Preventing name conflicts


#1

I looking for a good way to prevent naming conflicts. I have a 2 features that trigger the same event request_created, and I want to create a single unified view with the union of both. I’ve created separated schemas for each of the features and another for the unified output, but I keep getting asked to rename files to solve the conflict.

My project has the following:

models:
  business_events:
    events:
      materialized: table

    feat_a:
      schema: feat_a

    feat_b:
      schema: feat_b

My folder looks something like this:

...
├── models
│   ├── events
│   │   └── request_created.sql
│   ├── feat_a
│   │   └── a_request_created.sql
│   └── feat_b
│       └── b_request_created.sql
...

I had to prepend the name of the schema to the SQL file to avoid the conflict, and use alias to generate the table name I’ve wanted, i.e. {{ config(alias='request_created') }}.

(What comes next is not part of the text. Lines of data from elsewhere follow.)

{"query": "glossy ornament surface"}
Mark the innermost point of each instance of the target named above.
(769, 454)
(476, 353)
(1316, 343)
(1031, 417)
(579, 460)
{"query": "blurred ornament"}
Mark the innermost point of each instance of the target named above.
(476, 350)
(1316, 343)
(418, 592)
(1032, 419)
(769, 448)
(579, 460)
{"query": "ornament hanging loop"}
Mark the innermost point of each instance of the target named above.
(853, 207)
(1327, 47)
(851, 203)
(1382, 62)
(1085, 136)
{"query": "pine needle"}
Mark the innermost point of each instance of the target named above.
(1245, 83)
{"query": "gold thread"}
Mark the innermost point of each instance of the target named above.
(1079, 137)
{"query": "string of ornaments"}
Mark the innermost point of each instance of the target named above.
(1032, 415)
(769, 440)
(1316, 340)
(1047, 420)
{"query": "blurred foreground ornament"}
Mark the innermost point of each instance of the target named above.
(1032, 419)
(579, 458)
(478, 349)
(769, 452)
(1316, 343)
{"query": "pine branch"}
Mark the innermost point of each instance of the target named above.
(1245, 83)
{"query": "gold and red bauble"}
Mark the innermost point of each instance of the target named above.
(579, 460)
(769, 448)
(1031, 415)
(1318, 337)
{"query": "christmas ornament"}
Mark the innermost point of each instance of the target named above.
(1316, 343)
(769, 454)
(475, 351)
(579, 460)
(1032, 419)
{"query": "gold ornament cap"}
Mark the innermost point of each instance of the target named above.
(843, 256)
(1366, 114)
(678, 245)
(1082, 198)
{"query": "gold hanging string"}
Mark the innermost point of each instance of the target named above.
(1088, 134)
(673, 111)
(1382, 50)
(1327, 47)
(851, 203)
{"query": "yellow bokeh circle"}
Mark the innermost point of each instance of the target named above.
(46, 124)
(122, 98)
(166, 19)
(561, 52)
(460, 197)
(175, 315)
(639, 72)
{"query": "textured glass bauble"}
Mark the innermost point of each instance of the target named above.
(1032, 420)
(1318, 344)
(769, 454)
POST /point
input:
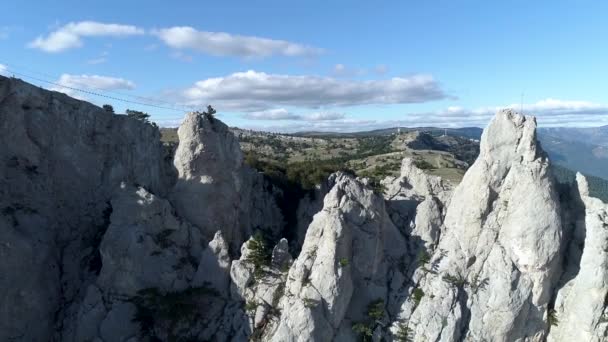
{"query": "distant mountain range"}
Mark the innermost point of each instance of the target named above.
(580, 149)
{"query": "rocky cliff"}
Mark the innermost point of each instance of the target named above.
(105, 237)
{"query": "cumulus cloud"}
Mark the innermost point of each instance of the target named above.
(548, 112)
(284, 114)
(381, 69)
(90, 82)
(272, 114)
(95, 82)
(70, 36)
(341, 70)
(257, 91)
(226, 44)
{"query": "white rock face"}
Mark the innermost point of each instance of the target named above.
(416, 203)
(345, 263)
(60, 162)
(498, 260)
(92, 231)
(580, 307)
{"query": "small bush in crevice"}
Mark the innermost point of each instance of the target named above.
(552, 317)
(404, 333)
(417, 295)
(166, 316)
(259, 255)
(375, 313)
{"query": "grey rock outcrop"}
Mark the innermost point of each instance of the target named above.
(498, 259)
(580, 308)
(60, 162)
(214, 190)
(347, 261)
(102, 238)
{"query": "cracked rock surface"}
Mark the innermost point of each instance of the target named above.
(104, 237)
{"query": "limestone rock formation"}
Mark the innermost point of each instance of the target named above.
(105, 238)
(580, 310)
(349, 260)
(214, 190)
(60, 162)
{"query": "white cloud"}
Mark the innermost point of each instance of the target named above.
(95, 82)
(226, 44)
(89, 82)
(257, 91)
(284, 114)
(70, 35)
(273, 114)
(96, 61)
(181, 56)
(102, 58)
(381, 69)
(549, 113)
(324, 116)
(341, 70)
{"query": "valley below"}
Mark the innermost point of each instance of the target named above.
(112, 229)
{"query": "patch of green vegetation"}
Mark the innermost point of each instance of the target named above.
(163, 315)
(423, 258)
(162, 238)
(423, 164)
(457, 280)
(310, 303)
(251, 306)
(417, 295)
(375, 312)
(404, 333)
(552, 317)
(259, 255)
(363, 330)
(479, 284)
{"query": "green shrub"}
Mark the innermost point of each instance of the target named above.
(160, 314)
(309, 302)
(259, 255)
(365, 331)
(251, 306)
(375, 310)
(455, 280)
(417, 295)
(343, 262)
(552, 317)
(404, 333)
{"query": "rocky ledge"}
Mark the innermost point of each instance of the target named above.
(106, 237)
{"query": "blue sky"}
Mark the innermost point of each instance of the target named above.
(321, 65)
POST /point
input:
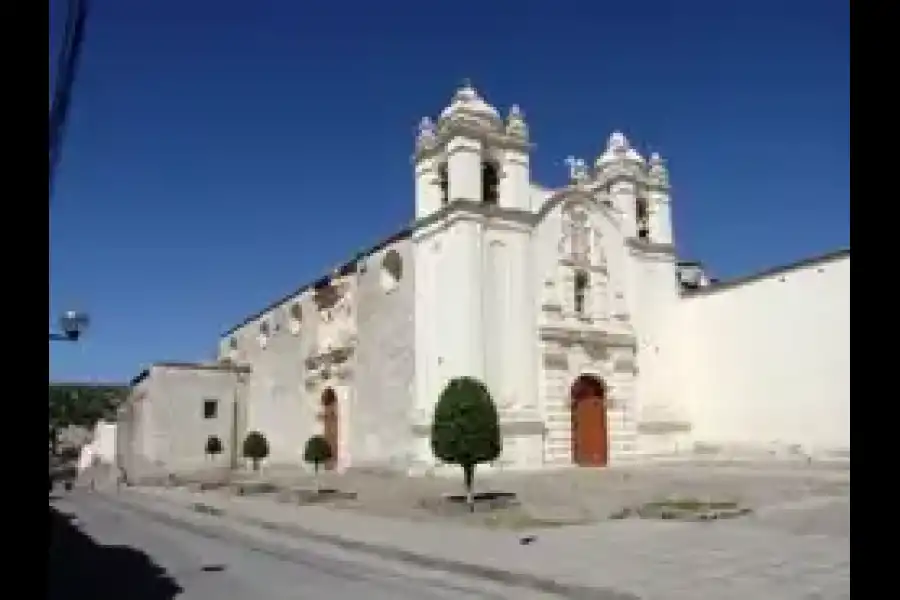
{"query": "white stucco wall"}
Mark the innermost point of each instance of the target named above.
(278, 404)
(765, 365)
(379, 429)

The solution works, but seems a bit hacky. Is there a better way to avoid this conflict?


#2

Hi @rafael! Interesting question! I think you’re doing everything correctly here, and I can give some additional context for why dbt works the way it does:

  1. Model filename names must be globally unique so that models can be ref'd. If you have two models named request_created.sql (in different directories), then ref('request_created') would be ambiguous! As such, every model needs to have a distinct name, and using a prefix is a pretty good approach to ensuring uniqueness.
  2. Every relation name in the database needs to be unique. If you have two models that are configured to be written to the same schema/identifier (like feat.request_created), then whichever model runs second will “win” and overwrite the first one! Instead, dbt raises an error about duplicated relation names (which it sounds like you saw).

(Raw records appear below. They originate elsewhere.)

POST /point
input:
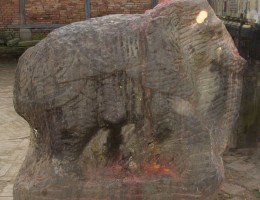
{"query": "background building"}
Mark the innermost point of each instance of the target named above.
(40, 16)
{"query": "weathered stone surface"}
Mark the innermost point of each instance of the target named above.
(129, 106)
(232, 189)
(12, 42)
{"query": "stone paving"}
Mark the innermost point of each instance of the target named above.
(242, 166)
(14, 131)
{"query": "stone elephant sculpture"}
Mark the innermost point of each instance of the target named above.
(129, 106)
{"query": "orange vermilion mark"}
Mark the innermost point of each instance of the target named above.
(165, 1)
(156, 168)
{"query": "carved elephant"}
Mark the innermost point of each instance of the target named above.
(129, 106)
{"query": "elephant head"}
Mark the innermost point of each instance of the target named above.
(129, 106)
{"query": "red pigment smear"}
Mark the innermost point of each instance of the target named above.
(165, 1)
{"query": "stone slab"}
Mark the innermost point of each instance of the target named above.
(232, 189)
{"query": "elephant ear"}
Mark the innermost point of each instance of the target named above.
(163, 52)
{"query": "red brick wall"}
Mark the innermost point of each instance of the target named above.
(64, 11)
(54, 11)
(105, 7)
(9, 13)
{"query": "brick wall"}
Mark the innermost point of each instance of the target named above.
(54, 11)
(105, 7)
(9, 13)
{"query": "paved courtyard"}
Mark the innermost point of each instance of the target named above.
(242, 165)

Between schemas and aliases, you should be able to name these models however you’d like! I’d agree with you that the model filename prefix isn’t ideal, but it works pretty well for now.

Happy to answer any questions if you have them, but again, sounds to me like you’re doing everything the right way :slight_smile:


#3

I understand that the request_created is not unique in the dbt context, therefore some type of resolution is needed. But by using alias I do get unique relation names within the schemas, so that’s not the problem.

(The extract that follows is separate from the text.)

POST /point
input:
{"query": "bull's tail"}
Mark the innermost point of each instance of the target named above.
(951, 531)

I think I was expecting ref to take a the schema into consideration. Something like, ref('feat_a', 'request_created') or ref('feat_a.request_created)`.


#4

Yeah, using the schema doesn’t work if you have multiple people collaborating on a dbt project! In my profile, I have my schema set to dbt_drew, my colleague Claire has it set to dbt_claire, and in production, it’s set to analytics.

If the ref function accepted a schema, then dbt projects would no longer work in an environment aware.

If I had code like:

select * from ref('dbt_dbanin.request_created)`

Then the production deployment of dbt would point to my request_created model, which definitely isn’t right! Similarly, if you did:

select * from ref('analytics.request_created)`

then when I ran models locally, I’d actually be using the production version of the request_created table.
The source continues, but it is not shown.